The preceding would then represent a four-state Markov chain having a transition
probability matrix
$$P=
\begin{bmatrix}
0.7 & 0 & 0.3 & 0 \\
0.5 & 0 & 0.5 & 0 \\
0 & 0.4 & 0 & 0.6 \\
0 & 0.2 & 0 & 0.8 \\
\end{bmatrix}.
$$
Why is $P_{10}=0.5$ ? As the 2nd row corresponding to state $1$ represents it rained today but not yesterday, can't i assign the $0.5$ in $P_{11}$ or in $P_{13}$ ?
$\bullet$ Second portion of the example is : Given that it rained on Monday and
Tuesday, what is the probability that it will rain on Thursday?
For solving this we have to compute two-step transition matrix. But if I were asked to find the probability that it will rain on Friday, would I have to compute three-step transition matrix ? Will I count the step from Tuesday?
And the book says that rain on Thursday is equivalent to the process being in either state $0$ or state $1$. Why it is not other states rather than state $0$ or state $1$?
Best Answer
First part:
Let $a,b,c$ represent $3$ consecutive days. Since we are in state $1$, that means we have the sequence $(a,b) = \text{(no rain, rain)}$. In order to jump onto state $0$, there must hold $(b,c) = \text{(rain, rain)}$. Then we have the sequence $(a,b,c) = \text{(no rain, rain, rain)}$. According to the assumptions, starting from $(a,b)$ we can reach $c$ with probability $p=0.5$.

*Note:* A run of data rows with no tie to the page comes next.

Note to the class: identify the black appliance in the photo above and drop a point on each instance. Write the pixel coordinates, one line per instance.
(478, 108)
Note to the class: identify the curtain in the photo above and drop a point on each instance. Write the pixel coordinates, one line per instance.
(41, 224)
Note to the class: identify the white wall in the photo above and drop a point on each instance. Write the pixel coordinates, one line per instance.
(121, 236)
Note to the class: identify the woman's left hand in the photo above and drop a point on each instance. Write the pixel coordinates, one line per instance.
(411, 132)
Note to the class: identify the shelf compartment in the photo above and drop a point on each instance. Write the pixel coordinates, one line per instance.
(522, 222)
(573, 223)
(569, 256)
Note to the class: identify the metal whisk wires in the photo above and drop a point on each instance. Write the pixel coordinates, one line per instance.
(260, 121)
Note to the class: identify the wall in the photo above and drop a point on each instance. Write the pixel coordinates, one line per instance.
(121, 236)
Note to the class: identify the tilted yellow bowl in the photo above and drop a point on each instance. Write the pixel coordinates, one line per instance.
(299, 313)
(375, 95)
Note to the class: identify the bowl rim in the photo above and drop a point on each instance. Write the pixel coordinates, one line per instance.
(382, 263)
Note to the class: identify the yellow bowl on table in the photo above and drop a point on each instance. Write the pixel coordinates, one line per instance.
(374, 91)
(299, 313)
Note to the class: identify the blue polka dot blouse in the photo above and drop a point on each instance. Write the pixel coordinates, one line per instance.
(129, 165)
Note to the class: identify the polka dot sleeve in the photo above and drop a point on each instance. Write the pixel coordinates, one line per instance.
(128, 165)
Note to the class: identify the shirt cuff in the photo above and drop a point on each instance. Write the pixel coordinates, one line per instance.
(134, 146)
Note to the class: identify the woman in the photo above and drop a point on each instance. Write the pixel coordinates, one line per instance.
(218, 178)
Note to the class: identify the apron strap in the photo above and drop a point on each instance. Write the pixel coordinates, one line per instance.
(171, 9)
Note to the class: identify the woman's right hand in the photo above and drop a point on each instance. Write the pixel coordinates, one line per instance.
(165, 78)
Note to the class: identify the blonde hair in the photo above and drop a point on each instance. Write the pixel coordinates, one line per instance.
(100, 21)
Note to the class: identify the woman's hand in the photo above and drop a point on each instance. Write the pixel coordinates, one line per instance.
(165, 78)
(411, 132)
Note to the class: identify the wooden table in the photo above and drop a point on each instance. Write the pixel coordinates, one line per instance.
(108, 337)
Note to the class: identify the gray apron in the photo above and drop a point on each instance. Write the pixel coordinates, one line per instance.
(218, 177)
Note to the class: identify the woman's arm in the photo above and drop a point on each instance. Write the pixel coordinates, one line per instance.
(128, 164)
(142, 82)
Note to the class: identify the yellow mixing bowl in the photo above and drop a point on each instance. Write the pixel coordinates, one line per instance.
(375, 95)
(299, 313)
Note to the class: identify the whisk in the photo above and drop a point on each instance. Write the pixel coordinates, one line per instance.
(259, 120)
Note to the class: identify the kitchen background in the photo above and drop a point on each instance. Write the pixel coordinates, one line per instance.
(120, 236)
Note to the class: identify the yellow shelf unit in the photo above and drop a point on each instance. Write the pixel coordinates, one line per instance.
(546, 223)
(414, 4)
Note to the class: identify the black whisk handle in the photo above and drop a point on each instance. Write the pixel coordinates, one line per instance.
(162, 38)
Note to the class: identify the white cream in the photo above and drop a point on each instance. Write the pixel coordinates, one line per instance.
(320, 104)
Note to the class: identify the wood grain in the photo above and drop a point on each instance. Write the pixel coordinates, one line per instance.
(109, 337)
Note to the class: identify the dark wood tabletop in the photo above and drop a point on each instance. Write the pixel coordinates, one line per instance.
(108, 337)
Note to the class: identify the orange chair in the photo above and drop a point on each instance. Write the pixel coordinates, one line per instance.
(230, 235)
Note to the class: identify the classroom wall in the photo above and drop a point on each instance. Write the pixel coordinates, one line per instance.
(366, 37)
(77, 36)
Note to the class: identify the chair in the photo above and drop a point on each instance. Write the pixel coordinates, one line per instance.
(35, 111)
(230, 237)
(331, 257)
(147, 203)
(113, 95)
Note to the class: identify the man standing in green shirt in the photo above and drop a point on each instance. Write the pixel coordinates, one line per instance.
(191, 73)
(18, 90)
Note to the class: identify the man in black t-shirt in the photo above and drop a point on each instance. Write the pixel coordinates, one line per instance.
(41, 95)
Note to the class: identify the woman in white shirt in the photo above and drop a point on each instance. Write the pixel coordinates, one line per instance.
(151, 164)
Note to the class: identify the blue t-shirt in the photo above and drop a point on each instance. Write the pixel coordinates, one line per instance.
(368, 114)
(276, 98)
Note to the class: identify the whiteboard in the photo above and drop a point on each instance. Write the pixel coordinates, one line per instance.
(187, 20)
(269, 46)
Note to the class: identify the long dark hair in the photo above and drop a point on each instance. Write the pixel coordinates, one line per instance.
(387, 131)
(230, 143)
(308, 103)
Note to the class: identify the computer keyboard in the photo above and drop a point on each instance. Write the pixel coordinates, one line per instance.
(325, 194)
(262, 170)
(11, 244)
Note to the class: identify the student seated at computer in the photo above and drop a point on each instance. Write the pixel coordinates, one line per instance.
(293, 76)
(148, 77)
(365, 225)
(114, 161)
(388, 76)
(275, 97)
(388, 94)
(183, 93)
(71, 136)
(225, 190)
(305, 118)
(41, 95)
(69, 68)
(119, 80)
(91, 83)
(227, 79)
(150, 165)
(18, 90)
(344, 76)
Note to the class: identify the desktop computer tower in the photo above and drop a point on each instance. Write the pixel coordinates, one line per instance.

Also, $P_{11} = 0$. Why? If we still have $3$ consecutive days $a,b,c$ then it must hold $(a,b) = \text{(no rain, rain)}$ and $(b,c) = \text{(no rain, rain)}$, which can't happen.
Second part:
Notice that we start from state $0$, thus $\pi(0) = \begin{bmatrix} 1& 0 & 0 & 0\end{bmatrix}$ and we are going to evaluate the probability: $$\pi(0)\cdot P^2 = \begin{bmatrix} 0.49 & 0.12 & 0.21 & 0.18\end{bmatrix}. $$ Thus, the probability that it rains on Thursday is going to be $p=0.49+ 0.12 = 0.61$ (see part $3$).
Third part:
From part $2$ it is known that the initial state is the state $1$. Assuming that we have the sequence $(a,b,c,d)$ with $a$ corresponding to the first day (Monday) and $d$ correspond to the last day (Thursday). Thus, we want the following to hold: $$(a,b,c,d) = \text{(rain, rain, x, rain)}.$$ $x$ could either represent a rainy day or a non - rainy day. Thus, the are $2$ paths.
1: $(a,b,c,d) = \text{(rain, rain, rain, rain)}$
2: $(a,b,c,d) = \text{(rain, rain, no rain, rain)}$
Τhus, $(c,d)$ is going to be either (rain, rain), which indeed corresponds to state $0$ or (no rain, rain), which corresponds to state $1$.
Speaking with term of states the first $4-tuple$ corresponds to the path $0\to 0\to 0$, thus we have $p_{00}\cdot p_{00}= 0.7^2=0.49$ and the second $4-tuple$ corresponds to the path $0\to 2\to 1$, thus $p_{02}\cdot p_{21} = 0.3 \cdot 0.4 = 0.12$. Adding the two probabilities, leads us to the answer of the second part.